L’accident était survenu dans la nuit du 1er au 2 janvier 2019. Le MSC Zoé, un porte-conteneurs de 395 mètres de long transportant plus de 8000 boites, pris dans une tempête alors qu’il remontait du Portugal pour rejoindre Bremerhaven (Allemagne) avait perdu 342 conteneurs. Il longeait au nord des Pays-Bas, les îles de la Frise (un site sensible Natura 2000, allant des Pays-Bas au Danemark, en passant par l’Allemagne). Il avait fallu une vaste opération de nettoyage, coûtant plusieurs dizaines de millions d’euros, alors que des déchets jonchaient les plages de cet archipel à la nature fragile.
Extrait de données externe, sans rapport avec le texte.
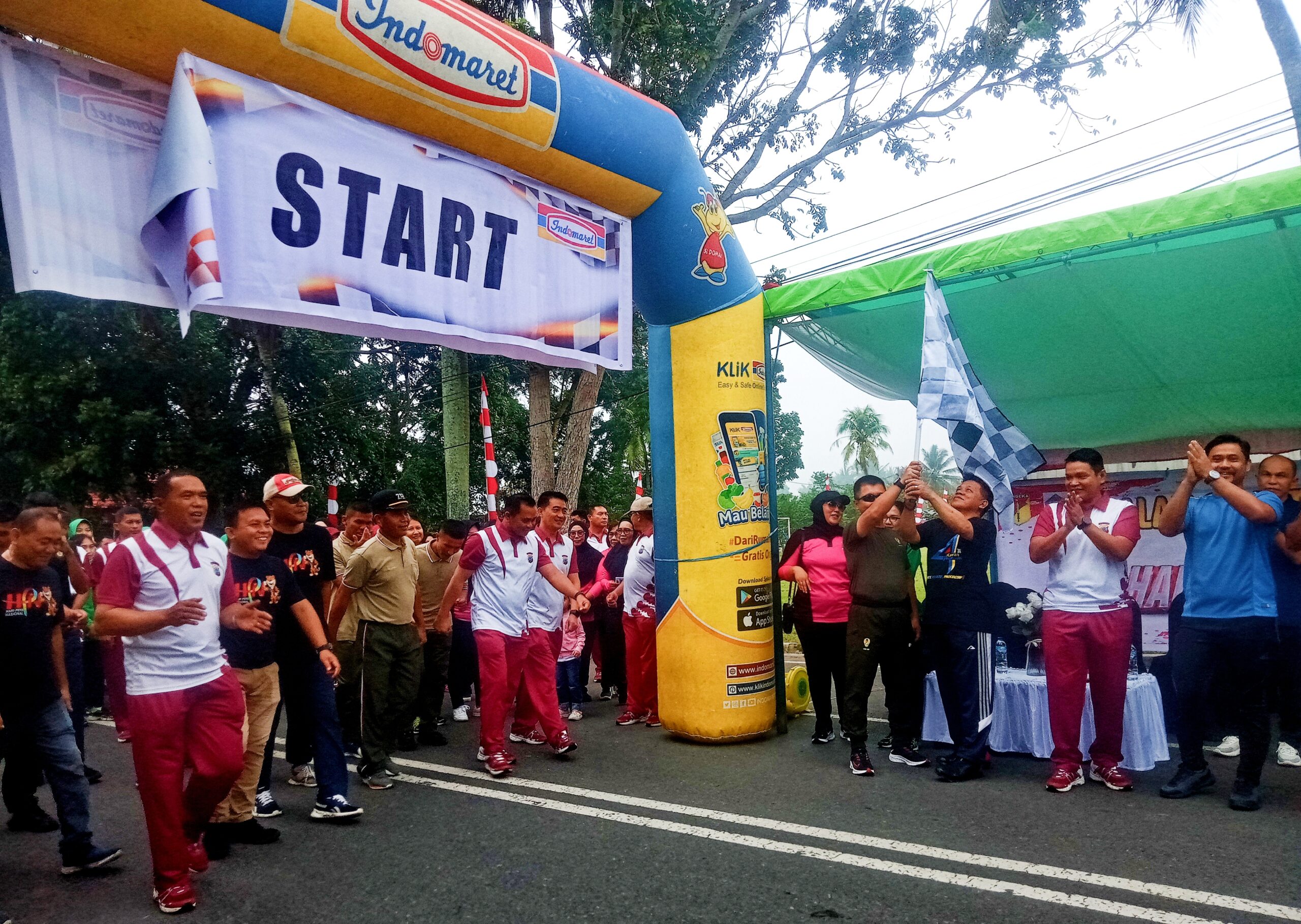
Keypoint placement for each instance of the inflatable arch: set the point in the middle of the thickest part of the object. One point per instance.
(444, 71)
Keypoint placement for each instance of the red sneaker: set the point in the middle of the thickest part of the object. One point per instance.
(1065, 779)
(198, 857)
(1111, 777)
(176, 899)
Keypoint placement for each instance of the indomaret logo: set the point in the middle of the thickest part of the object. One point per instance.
(439, 45)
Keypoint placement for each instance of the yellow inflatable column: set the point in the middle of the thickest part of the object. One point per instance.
(715, 642)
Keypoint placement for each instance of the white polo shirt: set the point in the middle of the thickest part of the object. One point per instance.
(504, 570)
(639, 578)
(547, 604)
(155, 570)
(1081, 579)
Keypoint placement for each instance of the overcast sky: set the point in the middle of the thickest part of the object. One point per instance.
(1231, 52)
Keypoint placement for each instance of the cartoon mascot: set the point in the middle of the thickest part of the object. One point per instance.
(712, 263)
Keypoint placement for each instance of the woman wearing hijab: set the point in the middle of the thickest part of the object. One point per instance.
(814, 560)
(609, 620)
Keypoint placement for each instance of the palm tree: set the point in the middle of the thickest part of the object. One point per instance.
(939, 469)
(1278, 26)
(863, 435)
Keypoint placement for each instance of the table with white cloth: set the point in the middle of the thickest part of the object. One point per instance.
(1020, 720)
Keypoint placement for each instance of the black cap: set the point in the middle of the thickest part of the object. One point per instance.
(389, 500)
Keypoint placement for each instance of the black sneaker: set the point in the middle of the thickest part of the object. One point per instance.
(1187, 783)
(1246, 795)
(37, 821)
(860, 764)
(89, 858)
(909, 755)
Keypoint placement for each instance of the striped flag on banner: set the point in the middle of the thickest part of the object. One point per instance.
(489, 457)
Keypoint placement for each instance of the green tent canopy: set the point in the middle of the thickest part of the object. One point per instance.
(1131, 331)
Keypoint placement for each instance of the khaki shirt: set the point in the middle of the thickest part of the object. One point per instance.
(383, 578)
(435, 576)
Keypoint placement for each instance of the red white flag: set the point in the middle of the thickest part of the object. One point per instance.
(489, 457)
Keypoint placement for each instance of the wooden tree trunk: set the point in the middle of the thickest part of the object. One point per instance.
(456, 431)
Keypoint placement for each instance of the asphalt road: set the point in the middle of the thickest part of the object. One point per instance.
(638, 827)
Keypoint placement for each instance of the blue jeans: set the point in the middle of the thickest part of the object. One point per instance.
(569, 688)
(307, 693)
(46, 737)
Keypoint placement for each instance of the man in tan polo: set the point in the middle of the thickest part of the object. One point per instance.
(380, 597)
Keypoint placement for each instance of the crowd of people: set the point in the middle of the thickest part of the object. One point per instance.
(855, 609)
(354, 638)
(207, 643)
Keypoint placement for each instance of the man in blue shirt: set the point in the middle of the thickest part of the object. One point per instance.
(1230, 612)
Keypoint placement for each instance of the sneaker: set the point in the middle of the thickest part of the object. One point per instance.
(303, 775)
(1065, 779)
(1111, 777)
(335, 809)
(374, 777)
(176, 899)
(909, 755)
(1187, 783)
(198, 855)
(1228, 748)
(37, 821)
(1246, 797)
(264, 806)
(89, 858)
(860, 764)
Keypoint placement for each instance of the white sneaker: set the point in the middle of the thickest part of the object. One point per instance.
(1228, 748)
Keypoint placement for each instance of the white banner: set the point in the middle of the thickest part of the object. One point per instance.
(1156, 568)
(261, 203)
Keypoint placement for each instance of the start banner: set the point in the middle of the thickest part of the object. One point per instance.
(266, 205)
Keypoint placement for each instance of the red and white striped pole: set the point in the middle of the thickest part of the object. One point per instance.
(489, 456)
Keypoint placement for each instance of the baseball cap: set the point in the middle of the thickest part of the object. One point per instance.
(389, 500)
(283, 484)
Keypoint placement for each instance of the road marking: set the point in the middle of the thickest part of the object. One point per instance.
(1153, 889)
(979, 883)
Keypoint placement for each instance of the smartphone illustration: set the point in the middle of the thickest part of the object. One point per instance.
(742, 439)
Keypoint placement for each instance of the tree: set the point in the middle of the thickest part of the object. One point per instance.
(779, 93)
(1278, 26)
(863, 435)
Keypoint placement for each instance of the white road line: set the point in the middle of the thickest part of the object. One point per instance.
(1155, 889)
(980, 883)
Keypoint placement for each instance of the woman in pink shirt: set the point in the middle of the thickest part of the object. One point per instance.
(814, 560)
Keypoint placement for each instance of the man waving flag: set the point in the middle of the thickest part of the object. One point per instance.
(985, 443)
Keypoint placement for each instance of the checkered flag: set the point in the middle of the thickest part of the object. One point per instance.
(984, 442)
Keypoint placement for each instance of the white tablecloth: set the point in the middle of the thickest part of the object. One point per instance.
(1021, 719)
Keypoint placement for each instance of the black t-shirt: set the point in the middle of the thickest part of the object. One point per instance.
(33, 608)
(310, 555)
(266, 583)
(956, 576)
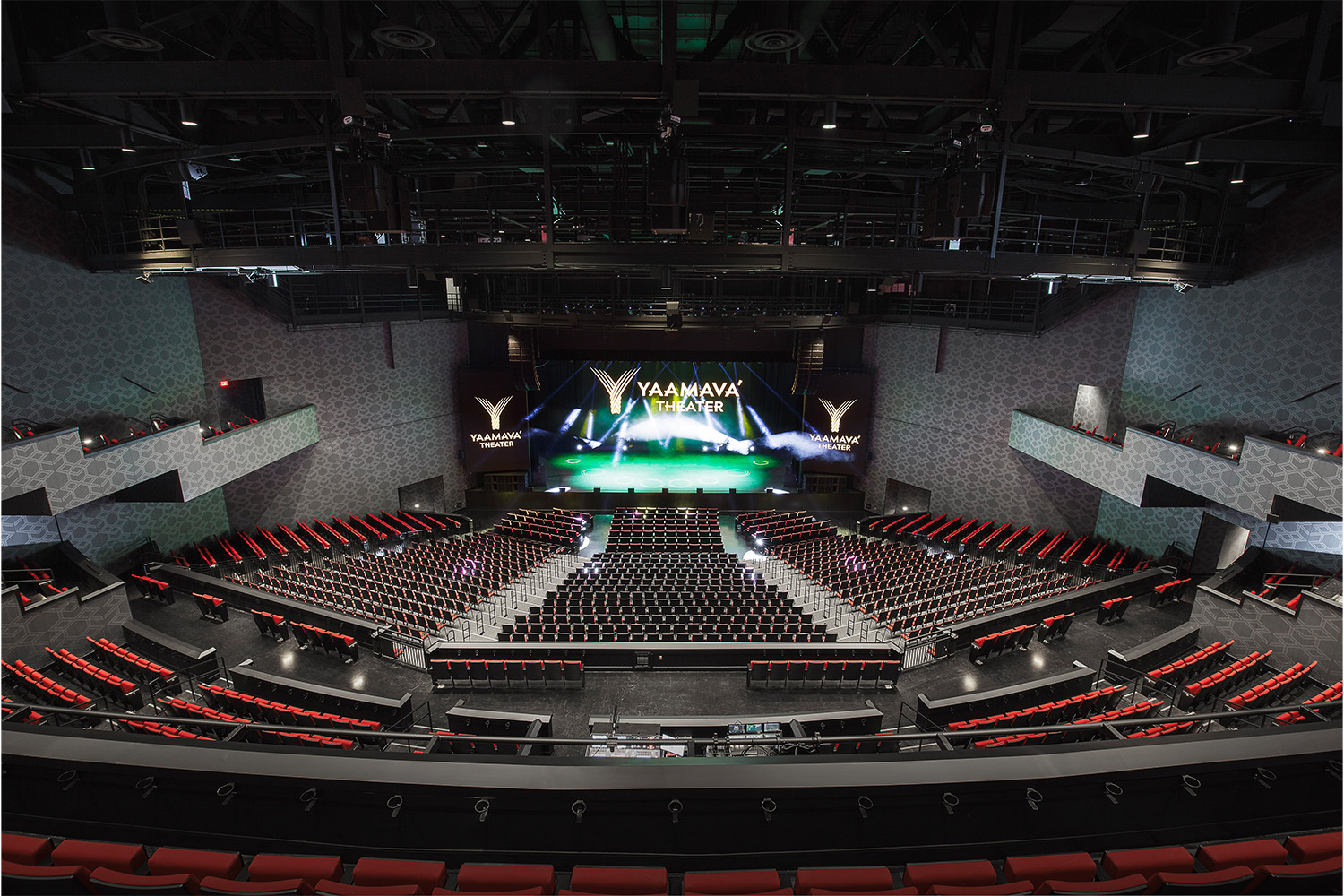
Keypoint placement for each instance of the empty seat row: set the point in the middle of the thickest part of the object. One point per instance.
(1330, 694)
(841, 673)
(1113, 610)
(1303, 864)
(1055, 626)
(38, 685)
(112, 686)
(1284, 685)
(341, 645)
(992, 645)
(486, 675)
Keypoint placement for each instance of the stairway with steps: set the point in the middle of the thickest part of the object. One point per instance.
(529, 590)
(835, 614)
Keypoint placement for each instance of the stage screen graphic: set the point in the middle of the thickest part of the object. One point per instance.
(836, 419)
(668, 425)
(492, 414)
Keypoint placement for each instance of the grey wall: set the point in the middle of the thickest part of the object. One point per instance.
(381, 427)
(67, 338)
(948, 432)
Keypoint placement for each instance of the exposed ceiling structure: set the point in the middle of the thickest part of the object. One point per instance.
(583, 163)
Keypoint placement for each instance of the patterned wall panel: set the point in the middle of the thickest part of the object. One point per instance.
(1314, 634)
(74, 341)
(1254, 346)
(381, 427)
(64, 624)
(948, 432)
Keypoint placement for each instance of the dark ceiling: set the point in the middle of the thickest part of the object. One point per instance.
(983, 166)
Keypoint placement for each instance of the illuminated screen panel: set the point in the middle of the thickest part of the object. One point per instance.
(666, 425)
(492, 414)
(836, 419)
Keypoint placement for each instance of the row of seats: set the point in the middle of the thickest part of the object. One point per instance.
(1209, 688)
(1295, 716)
(992, 645)
(1308, 863)
(859, 673)
(1055, 626)
(112, 686)
(486, 675)
(1193, 665)
(341, 645)
(140, 668)
(32, 683)
(1113, 610)
(1048, 713)
(1285, 684)
(1142, 710)
(179, 705)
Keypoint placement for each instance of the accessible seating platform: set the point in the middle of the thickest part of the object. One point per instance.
(1300, 864)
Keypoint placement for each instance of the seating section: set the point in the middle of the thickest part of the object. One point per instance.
(1304, 864)
(771, 528)
(1207, 689)
(1055, 626)
(1281, 688)
(823, 673)
(116, 688)
(562, 528)
(992, 645)
(416, 591)
(1113, 610)
(674, 595)
(31, 683)
(132, 664)
(1324, 696)
(496, 675)
(1193, 665)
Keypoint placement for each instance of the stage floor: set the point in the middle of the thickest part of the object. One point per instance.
(711, 471)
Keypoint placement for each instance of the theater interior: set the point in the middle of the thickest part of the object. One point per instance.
(671, 446)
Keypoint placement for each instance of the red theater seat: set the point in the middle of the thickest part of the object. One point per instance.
(499, 879)
(1038, 869)
(717, 883)
(1129, 884)
(631, 882)
(90, 853)
(1308, 848)
(104, 880)
(292, 887)
(397, 872)
(29, 850)
(195, 863)
(1252, 853)
(43, 879)
(863, 880)
(978, 874)
(1312, 877)
(1148, 861)
(1228, 880)
(309, 868)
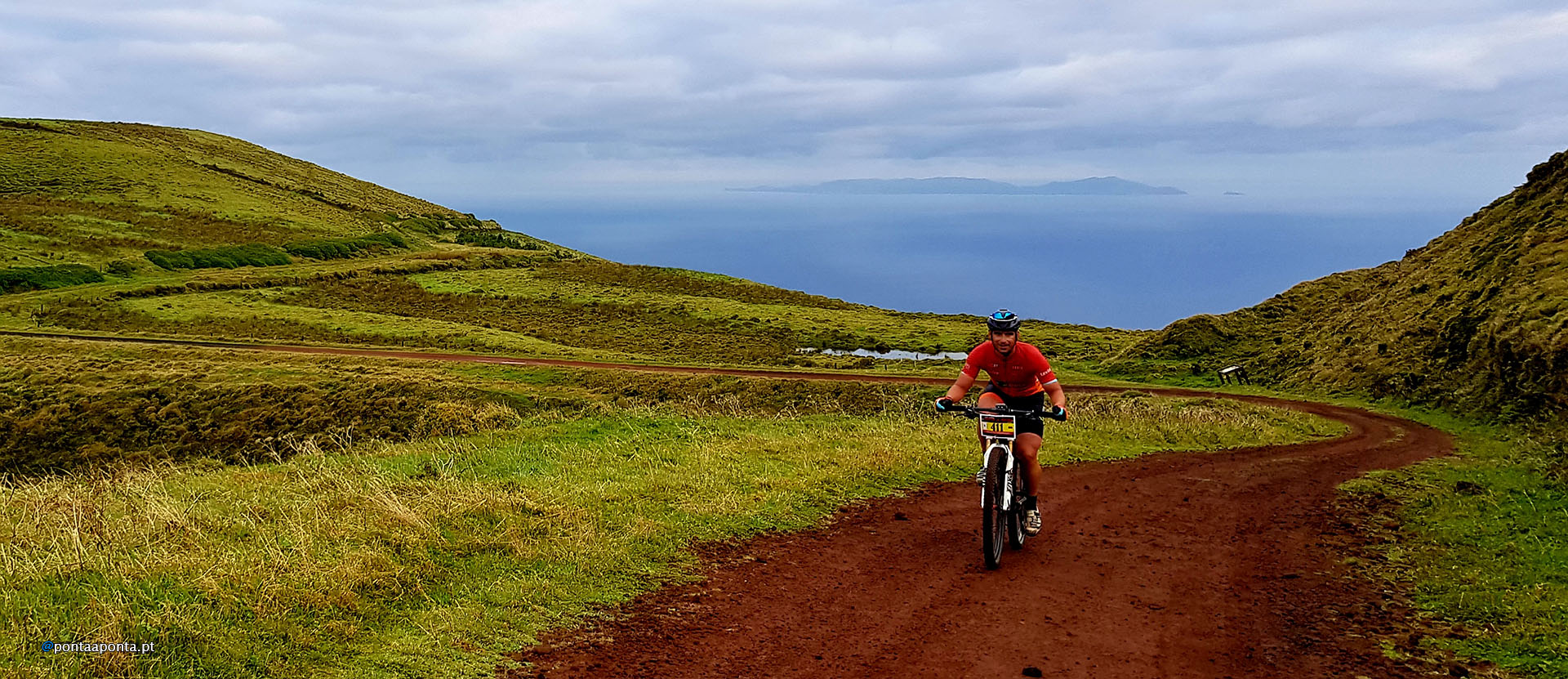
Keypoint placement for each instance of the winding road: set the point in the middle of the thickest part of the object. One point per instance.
(1172, 565)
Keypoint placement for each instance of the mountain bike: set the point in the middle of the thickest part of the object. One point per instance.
(1002, 488)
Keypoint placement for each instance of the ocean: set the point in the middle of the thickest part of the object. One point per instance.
(1106, 261)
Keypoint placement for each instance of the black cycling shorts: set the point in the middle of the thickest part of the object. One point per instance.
(1034, 402)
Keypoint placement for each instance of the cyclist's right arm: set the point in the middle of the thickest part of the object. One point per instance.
(959, 391)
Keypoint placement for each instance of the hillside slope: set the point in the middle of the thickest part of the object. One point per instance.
(95, 192)
(140, 230)
(1472, 320)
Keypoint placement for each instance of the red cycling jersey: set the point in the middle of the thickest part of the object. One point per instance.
(1022, 372)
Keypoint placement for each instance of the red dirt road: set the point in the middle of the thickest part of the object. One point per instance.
(1178, 565)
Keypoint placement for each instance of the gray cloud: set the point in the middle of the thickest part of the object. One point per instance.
(596, 92)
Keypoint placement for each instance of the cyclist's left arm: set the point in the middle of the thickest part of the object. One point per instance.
(1058, 395)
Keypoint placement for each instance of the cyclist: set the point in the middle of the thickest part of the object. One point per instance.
(1021, 378)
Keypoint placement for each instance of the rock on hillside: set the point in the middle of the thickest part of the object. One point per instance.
(1474, 319)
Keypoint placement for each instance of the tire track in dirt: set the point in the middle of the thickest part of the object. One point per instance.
(1172, 565)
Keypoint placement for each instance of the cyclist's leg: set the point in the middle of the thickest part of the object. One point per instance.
(1027, 447)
Dix-huit mois plus tard, fin juin, Onderzoeksraad Voor Veiligheid (OVV, Bureau pour la sécurité et équivalent néerlandais du BEA), vient de rendre les conclusions d’une enquête portant notamment sur la route empruntée et les risques de perte de matériel pour les plus gros porte-conteneurs. Elle révèle que le MSC Zoé a perdu une partie de son chargement à six endroits différents. Le système d’arrimage a cédé devant les forces agissant sur la cargaison.

Des essais menés en bassin de carène ont permis de modéliser l’incident qui s’est produit alors que le navire était pris dans une tempête avec des vents de secteur nord-ouest de force 8 Beaufort. Cette dernière a généré une houle sèche dont les plus grosses vagues culminaient à 11 mètres à l’approche de la côte. Des conditions relativement rares, se produisant une ou deux fois par an.

Plusieurs facteurs expliquent l’accident. Premièrement, la houle arrivant de travers a fait rouler le navire, revenant violemment à la verticale. Ensuite, le passage est relativement peu profond (21 à 26 mètres lors de l’accident). En raison de la houle, le MSC Zoé a tangué et talonné, ou presque, avec son tirant d’eau de 12 mètres, induisant des vibrations dans la coque. Troisièmement, des déferlantes ont frappé le navire. Enfin, d’importantes quantités d’eau, de « l’eau verte » et non de la « mousse blanche », ont frappé directement les conteneurs. Au final, ces phénomènes conduisent à des effets d’accélérations qui ont conduit les systèmes d’arrimage à céder. Deux vidéos diffusées par l’OVV et par Deltares avec l’institut néerlandais MARIN résument bien ces phénomènes :

 

 

 

L’OVV souligne que ces phénomènes s’appliquent surtout à de grands et larges navires. Dès octobre 2019, il a alerté les plus gros navires empruntant la « route sud » (une autre passe plus au large, au nord), celle qui passe le plus à proximité des îles de la Frise, sur le risque de talonner. Risque accru par l’augmentation de la taille de ces porte-conteneurs géants. Dans une série de recommandations, il propose que les Etats riverains des îles de la Frise fassent des propositions à l’OMI pour réduire le risque d’accident sur ce passage estimant qu'il n'est pas souhaitable que des grands porte-conteneurs l'empruntent, informer compagnies et capitaines sur les phénomènes qui se sont produits, alerter les navires en cas de risque, enquêter sur les risques pour d'autres types de navires dans la zone... 

Par communiqué, MSC a souligné que de nombreux débris antérieurs avaient été retrouvés sur cette route et indiqué que, depuis cet accident, ses navires évitaient cette route.